Palestine - Solidarité

   



La marche des femmes de Jénine
Marie-Jo IWPS

 

Hares, le 29 septembre 2005


Depuis 1967, la résistance à l'Occupation a abouti à des milliers d'arrestations dans les Territoires Occupés et actuellement, on estime à plus de 8 000 le nombre de prisonniers politiques palestiniens.

Il y a quelque 350 à 400 mineurs de moins de 18 ans et plus de 150 femmes mais ce sont surtout les hommes qui paient le plus lourd tribut.

La ville de Jénine et son camp de réfugiés participent à la lutte et les familles touchées pas ce drame se comptent par dizaines.

Le « Comité pour les Prisonniers » du camp de réfugiés a mis sur pied tout un programme de sensibilisation sur le sort des détenus palestiniens, en cet automne 2005, et les femmes de toute la région ont accepté de faire une action inaugurale : une manifestation pacifique devant la prison de Salem.

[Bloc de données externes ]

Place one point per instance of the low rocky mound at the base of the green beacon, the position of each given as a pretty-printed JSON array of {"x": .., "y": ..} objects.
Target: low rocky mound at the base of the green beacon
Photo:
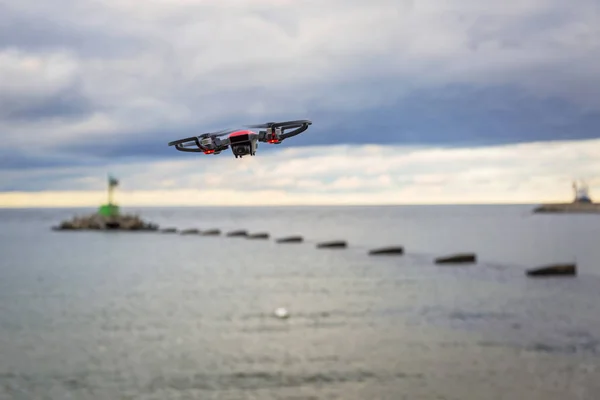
[{"x": 105, "y": 223}]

Salem, à la limite nord de la Cisjordanie, n'est qu'à quelques dizaines de kilomètres de Jénine et c'est un car entier de femmes qui attend quelques militants internationaux, venus pour soutenir leur démarche.

L'accueil qui nous est réservé est chaleureux : un sourire, un « merci », une poignée de main ou l'exubérance d'un dialogue amorcé, dans les rires des malentendus et des approximations... Une fois encore, la chaleur humaine communicative de ce peuple nous ferait presque oublier que nous côtoyons un chagrin insondable.

Mais, le trajet commence et des femmes se relaient au micro. C'est en arabe, mais il n'est pas besoin de traduction pour comprendre que c'est l'histoire d'un fils, d'un mari, d'un frère ou d'un cousin qui est ainsi dévoilée.

Et l'émotion émerge alors, des voix brisées, des sanglots refoulés transmettent mieux que les mots la réalité de la souffrance quotidienne de ces femmes et de leurs familles qui attendent, parfois depuis déjà très longtemps, un, deux ou plus de leurs proches.

Arrivée sur le site, la procession s'organise : quelques drapeaux palestiniens, une banderole mais surtout les photos des détenus que chacune a apportées. Parfois, simple épreuve papier, elle est tenue d'une main contre la poitrine, parfois, grande et bien mise en valeur dans son cadre, elle a été décrochée du mur de la maison pour l'occasion.

Et ce sont tous ces hommes, le plus souvent jeunes, qui nous apparaissent, présents par leur image mais surtout par cette affection qui les porte, eux qui symbolisent la résistance de tout un peuple contre l'Occupation.

Les femmes sont de tous ages, de toutes conditions sociales aussi. On le voit aux vêtements, à la manière d'ajuster ce foulard qui est la règle et qu'une seule ne porte pas. Quelques enfants, silencieux et les yeux apeurés, accompagnent leur mère, un tout petit dort sur l'épaule de maman.

L'Armée attend devant l'entrée de la prison. Les bâtiments blancs sont écrasés de soleil, ils étalent leurs gros cubes aux toits plats sur une colline qui bouche l'horizon.

Et c'est le face à face des femmes et des soldats. Il va durer une demi-heure peut-être. Quelques femmes prennent la parole et s'adressent à eux. Comprennent-ils les mots ? Peu importe, image tellement claire de ces femmes qui ne veulent pas oublier « leurs hommes » et qui participent à la lutte, dans leur domaine, celui de la famille.

Un militaire téléphone, un autre prend des photos, probablement pour alimenter la base de données des services de renseignements, les autres attendent, l'air ennuyé ou distrait.

Puis, calmement, comme elles étaient venues, les femmes sont reparties, repliant la banderole et rangeant les photos... Toutes sont remontées dans le car.

C'était la fin de cet instant privilégié où chacune pouvait matérialiser son combat pour la liberté, en affirmant sa solidarité et son soutien à ceux qui participent, au prix fort, à cette lutte pour la survie de leur pays occupé.

Quel vide que de rentrer à la maison, après ce court instant de révolte, reprendre l'attente, les longs mois sans nouvelles, les espoirs déçus de visites improbables, les craintes de mauvais traitements, les années qui passent...

« Ne pas oublier » est le nom d'une association, là-bas, en Palestine.